The level of male involvement in prenatal care in Quartier Mombele in the Limete health zone is 53.8%. The determinants underlying this low involvement in these services are: age (OR = 8.498; 95% CI 3.913 - 18.452; p = 0.000); religion (OR = 5.978; 95% CI 2.282 - 15.657; p = 0.000); negative perception or feeling of embarrassment (OR = 5.836; 95% CI 1.275 - 26.725; p = 0.023); marital status (OR = 10.995; 95% CI 4.231 - 28.575; p = 0.000).

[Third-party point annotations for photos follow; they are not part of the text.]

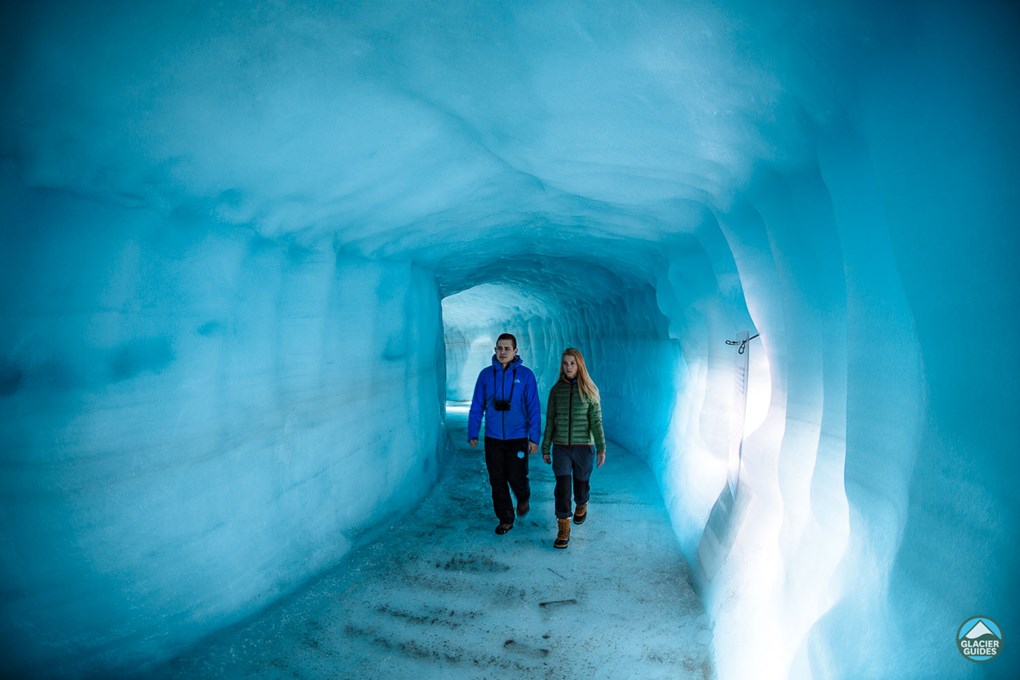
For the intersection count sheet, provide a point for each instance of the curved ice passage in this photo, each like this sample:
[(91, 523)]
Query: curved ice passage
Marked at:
[(231, 230)]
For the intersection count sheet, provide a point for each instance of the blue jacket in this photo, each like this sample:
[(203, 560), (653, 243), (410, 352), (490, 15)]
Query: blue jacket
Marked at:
[(516, 383)]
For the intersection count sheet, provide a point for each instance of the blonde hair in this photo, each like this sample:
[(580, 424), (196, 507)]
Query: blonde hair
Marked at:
[(584, 382)]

The involvement of men can have an impact on delays in the decision to seek health care and to reach a health facility, which contributes to the increase in maternal mortality. Despite the call to involve men in antenatal care, their participation remains low. Hence, it incorporates a component of community participation in health programs for greater involvement of partners in order to contribute to improving the use of ANC services. This community component would involve religious leaders in particular would aim to improve men’s understanding of the importance of the involvement of partners of pregnant women in ANC visits and lead the man to pay greater attention to the health of the woman and of the child and to feel comfortable at the ANC.

Acknowledgements

We sincerely thank the authorities of the health zone and the municipality of Limete for agreeing to collect the data for this study, and we remain grateful to them.

Conflicts of Interest

The authors declare no conflicts of interest.